CPI Usefulness and Uselessness

Mark Thornton of the Mises Institute wrote an article on the many failures of the CPI.  His article is worth a read, but I am going to add a few things that were not directly mentioned.

First off, I will often do a short commentary on the latest CPI numbers for my readers.  I fully acknowledge that the CPI statistics are government-issued numbers and are far from reliable in actually telling us the true inflation picture.

I use the CPI though for a couple of reasons.  First, the Fed and financial analysts look at this data, so it is important just from that standpoint.  For example, if the CPI comes in low, then the Fed is more likely to pursue a looser monetary policy.

A second reason I use the CPI is for trends.  It doesn’t give us a good picture of asset bubbles, such as in stocks or bonds, but it can help us with trends for daily consumer goods.  While the CPI has its many flaws, it can still give us a decent picture of what prices look like.  I can also look at my grocery bill, but it is too small of a sample with too many variables.
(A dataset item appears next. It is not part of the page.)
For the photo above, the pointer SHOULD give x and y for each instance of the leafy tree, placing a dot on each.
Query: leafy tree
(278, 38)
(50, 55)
Near the end of his piece, Thornton quotes someone writing about what prices would look like today if the money supply had not changed since 1959.  For example, a hamburger would only cost 12 cents today.  But this short excerpt is open to criticism because he does not address the fact that nominal wages are also far higher today.

The bigger point that needs to be made is that central bank monetary inflation distorts markets and misallocates resources.  This will tend to cause bubbles.  It will also cause certain prices to rise before others, and wages typically lag behind.  It also harms savings and production.

I think many libertarians and Austrian School economists make a mistake sometimes in obsessing over price inflation.  I hear many say that price inflation is severely understated right now.  That may or may not be the case, but that is not the main point.

Rising price inflation is not the only bad consequence of the Fed’s monetary inflation.  It is not even the biggest consequence in most cases.

As stated above, the Fed’s monetary policy misallocates resources.  This is the main problem.  It doesn’t matter if the CPI is at 1% or 10%. If the Fed is creating money out of thin air, then it is misallocating resources and distorting savings.  It redistributes wealth and it makes our overall standard of living lower than it otherwise would have been.

When the Fed started increasing the money supply like crazy in the fall of 2008, many libertarians were predicting runaway price inflation.  Some were even saying we would get hyperinflation.  Some are still saying that.

But Austrian economics isn’t supposed to predict that for us.  What Austrian economics does is tell us this monetary inflation is bad for the economy.  It tells us that resources are not being put to their proper uses and we are poorer for it.  A rising CPI is just one possible consequence of an increasing money supply.

Price inflation has stayed relatively low because most of the new money created by the Fed went into bank reserves.  We have not seen the fractional reserve lending process multiply the money.  In addition, money demand has stayed high because some fear remains from the last major recession.

We may still see high price inflation in the future.  That is what I am betting on.  But it doesn’t make Austrian school economics wrong if we don’t get high price inflation, regardless of how you measure it.  Austrian economics tells us that we would be better off if the Fed doesn’t engage in massive monetary inflation.  It can’t predict the future though, and it can’t give us the exact consequences of such a policy.

In conclusion, the CPI is useful in giving us trends.  It is also useful in helping us guess Fed policy going forward.  The CPI is useless – at least these days – in telling us the damage that the Fed has done.  The next major recession will give us a better indication of just how much damage the Fed has done.